July 29, 2003

Recall Ruling

It was one of those scary moments. I was home early to spend quality time with a nebulizer for my smog-induced asthma. I had to talk to a client first so I had the TV muted while I chatted. There on the screen was Davis smiling and a caption that said court strikes down part of recall law. Ack! Recall news and I'm, I'm, I'm working.

Fortunately, I did not miss much. The law said that the ballot is in 2 parts. The first part is yes or no on the recall and the second part is a list of successors. In order for your vote to count on the second, you had to vote one way or another on the first question.

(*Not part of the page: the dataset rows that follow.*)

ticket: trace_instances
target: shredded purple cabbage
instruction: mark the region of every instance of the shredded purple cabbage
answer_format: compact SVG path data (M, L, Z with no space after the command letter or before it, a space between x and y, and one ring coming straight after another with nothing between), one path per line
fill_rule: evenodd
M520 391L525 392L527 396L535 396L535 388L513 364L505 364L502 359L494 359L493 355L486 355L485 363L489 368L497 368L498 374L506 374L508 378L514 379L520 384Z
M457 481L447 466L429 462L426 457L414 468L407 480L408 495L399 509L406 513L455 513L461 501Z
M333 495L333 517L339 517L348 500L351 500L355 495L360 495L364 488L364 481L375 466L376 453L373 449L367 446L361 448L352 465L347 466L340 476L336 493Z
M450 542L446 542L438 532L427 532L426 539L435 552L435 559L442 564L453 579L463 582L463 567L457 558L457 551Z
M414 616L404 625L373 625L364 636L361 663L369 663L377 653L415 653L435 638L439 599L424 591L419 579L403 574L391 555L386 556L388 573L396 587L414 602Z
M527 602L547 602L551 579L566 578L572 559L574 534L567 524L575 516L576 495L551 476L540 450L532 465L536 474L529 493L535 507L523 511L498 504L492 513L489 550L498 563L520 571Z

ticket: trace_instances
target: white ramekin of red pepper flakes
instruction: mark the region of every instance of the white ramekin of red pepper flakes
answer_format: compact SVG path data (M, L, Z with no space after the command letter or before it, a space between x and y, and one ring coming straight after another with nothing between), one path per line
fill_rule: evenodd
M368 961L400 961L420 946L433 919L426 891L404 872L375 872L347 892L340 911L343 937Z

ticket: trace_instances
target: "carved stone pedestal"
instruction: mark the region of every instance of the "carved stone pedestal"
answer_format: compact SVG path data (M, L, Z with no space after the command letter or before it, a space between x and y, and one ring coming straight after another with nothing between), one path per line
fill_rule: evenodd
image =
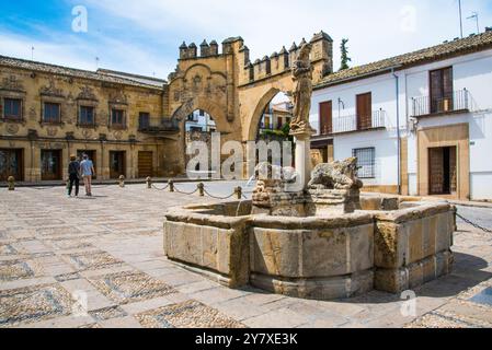
M305 194L286 192L283 180L260 180L253 192L252 214L304 217Z
M341 215L361 210L358 189L308 189L306 213L310 217Z

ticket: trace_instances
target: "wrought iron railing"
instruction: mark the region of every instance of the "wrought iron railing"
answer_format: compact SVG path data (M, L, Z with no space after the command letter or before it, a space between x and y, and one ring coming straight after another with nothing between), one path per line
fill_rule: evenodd
M379 128L386 128L386 110L382 109L373 112L370 118L363 118L356 115L334 118L332 133L365 131ZM329 131L329 128L324 129L321 131Z
M470 92L467 89L455 91L444 97L412 97L411 117L446 114L458 110L470 110Z

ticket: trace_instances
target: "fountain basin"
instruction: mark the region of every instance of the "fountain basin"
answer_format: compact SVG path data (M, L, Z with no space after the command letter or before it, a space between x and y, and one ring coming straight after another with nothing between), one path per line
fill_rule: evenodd
M362 196L361 208L324 217L251 214L251 201L174 208L164 252L229 288L318 300L398 293L450 271L453 206Z

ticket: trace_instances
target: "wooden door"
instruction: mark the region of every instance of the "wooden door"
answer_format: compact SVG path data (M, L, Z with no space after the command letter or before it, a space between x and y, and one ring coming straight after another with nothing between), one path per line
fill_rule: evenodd
M61 179L61 151L59 150L41 151L41 179L42 180Z
M153 153L138 152L138 177L153 176Z
M320 103L320 133L333 133L333 104L331 101Z
M23 180L22 150L0 149L0 182L7 182L10 176Z
M373 127L373 94L357 95L357 130Z
M126 152L110 152L110 177L118 178L125 176L125 154Z

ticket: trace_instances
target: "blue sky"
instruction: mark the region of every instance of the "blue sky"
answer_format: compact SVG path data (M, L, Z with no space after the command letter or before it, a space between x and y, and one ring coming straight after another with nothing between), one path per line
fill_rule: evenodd
M252 58L308 40L323 30L350 38L353 65L459 36L458 0L0 0L0 55L146 75L174 69L183 40L199 45L241 35ZM88 32L72 31L72 9L85 7ZM462 0L465 35L492 26L492 1Z

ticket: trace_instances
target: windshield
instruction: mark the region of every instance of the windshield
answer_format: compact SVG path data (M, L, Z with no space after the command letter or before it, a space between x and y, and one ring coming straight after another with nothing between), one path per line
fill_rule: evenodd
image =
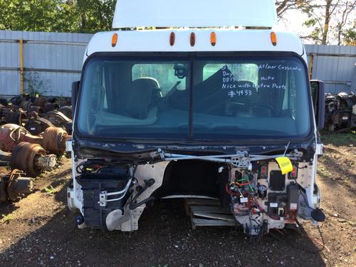
M77 124L102 137L291 138L309 133L309 112L295 57L96 56Z

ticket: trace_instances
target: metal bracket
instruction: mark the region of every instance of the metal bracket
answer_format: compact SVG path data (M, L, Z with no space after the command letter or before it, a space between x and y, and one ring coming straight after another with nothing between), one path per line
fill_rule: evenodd
M103 191L99 194L99 205L106 206L108 204L108 191Z
M324 150L324 145L321 143L316 144L315 146L315 152L318 155L322 155Z

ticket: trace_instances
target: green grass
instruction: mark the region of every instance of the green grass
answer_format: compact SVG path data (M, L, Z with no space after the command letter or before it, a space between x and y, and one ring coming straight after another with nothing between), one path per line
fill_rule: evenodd
M325 145L356 145L356 131L333 133L328 132L321 132L321 141Z
M57 189L53 188L52 186L50 186L48 187L46 187L45 191L48 194L54 194L57 193Z
M4 222L9 222L14 219L11 214L9 215L1 214L1 217L4 219Z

Here's the ruling: You can vote on the second question and skip the first! Woohoo!

Califonria Insider asks what difference it makes. None. We're just preventing a Florida style debacle where we argue about what the voter intended if they did just that.

Posted by Justene Adamec at July 29, 2003 05:18 PM | TrackBack
Comments

I hope you're right. My take is that the ruling will matter, but not for the lofty First Amendment reasons discussed in today's ruling.

Posted by: Xrlq at July 29, 2003 08:08 PM (Permalink)

How bizarre. La Opinion claims that one of the people who brought the suit claims that in past recalls, between 4 and 8% of the ballots cast in the contingent election were invalidated on those grounds.